Comparing the words of evangelical leaders to the voting of their followers, Trump’s candidacy has revealed a distance between evangelical leaders and rank-and-file Christians.
Instead of the Bible, it appears that the evangelicals are basing their support of Trump on his protecting them from the Islamic State group, liberalism, growing secularism among Americans, and economic insecurity for the country and their families, an economic insecurity brought about because, based on their religion, they supported candidates that created the conditions they are angry about now.
The Reverend Carl Gallups, a Southern Baptist pastor from Milton, Florida, who gave the invocation at Trump’s Pensacola rally last January, said,
“I tell them, if you are not thoroughly satisfied with what you might interpret the depth of his faith might be, then the next thing we must look at is the candidate who will best preserve your First Amendment rights and allow you to express your Christian faith. We’re not electing a priest, a pope or a pastor. We’re electing a president, a CEO, a commander in chief. I’m not perfectly happy with Donald Trump either, but I’m a realist.”

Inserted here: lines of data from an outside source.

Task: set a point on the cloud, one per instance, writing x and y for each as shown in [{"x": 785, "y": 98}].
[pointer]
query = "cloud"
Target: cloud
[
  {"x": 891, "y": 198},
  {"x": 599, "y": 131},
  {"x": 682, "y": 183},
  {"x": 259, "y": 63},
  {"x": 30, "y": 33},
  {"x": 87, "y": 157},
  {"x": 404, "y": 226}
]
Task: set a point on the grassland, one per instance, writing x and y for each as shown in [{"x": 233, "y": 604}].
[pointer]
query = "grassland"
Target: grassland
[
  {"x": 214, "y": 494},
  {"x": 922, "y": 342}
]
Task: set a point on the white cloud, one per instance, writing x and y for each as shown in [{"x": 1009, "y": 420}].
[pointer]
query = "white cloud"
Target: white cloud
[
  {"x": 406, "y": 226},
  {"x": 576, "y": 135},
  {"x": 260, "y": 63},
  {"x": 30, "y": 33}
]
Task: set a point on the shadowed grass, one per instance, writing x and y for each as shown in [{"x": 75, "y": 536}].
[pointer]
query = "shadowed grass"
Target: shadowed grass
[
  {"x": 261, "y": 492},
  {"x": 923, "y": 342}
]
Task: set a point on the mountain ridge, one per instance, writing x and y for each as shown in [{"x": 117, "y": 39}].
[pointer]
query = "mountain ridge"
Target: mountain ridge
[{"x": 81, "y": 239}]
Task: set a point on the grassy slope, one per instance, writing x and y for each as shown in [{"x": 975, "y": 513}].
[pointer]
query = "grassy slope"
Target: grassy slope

Quite a contrast from past election rhetoric from evangelicals
As Reverend Russell Moore put it,
“I think it’s more a commentary on growing cynicism in American life, including among religious Americans. There is a certain segment of evangelicalism that has given up virtue in public life or character in public officials.”
Fighting among evangelicals has produced such responses as Rafael Cruz, Eduardo Raphael Cruz’s father, asking if Trump evangelicals are really sticking to the “word of God”, Russell Moore suggesting evangelicals who support Trump “may well be drunk right now, and haven’t been into a church since someone invited them to Vacation Bible School sometime back when Seinfeld was in first-run episodes”, Conservative Christian Radio talk show host Steve Deace alleging that evangelical pastor Robert Jeffress “is watering down/distorting the Gospel in full public view on behalf of a politician”, and the Christian Post for the first time in its history taking a stand against a political candidate, advising Christians to “pray for personal repentance, divine forgiveness and spiritual awakening for our nation. It is not the time for Donald Trump.”
So we now have Cruz Christians fighting with Trump Christians.
GOP leadership waited too long to go after Trump and took evangelical voters for granted assuming they would automatically vote for a traditional-values candidate.
That would have been Cruz, Rubio, or Carson.
They got that wrong.
Large numbers of Evangelicals seem to be walking away from those Biblical principles that they have been trying to force on the rest of us.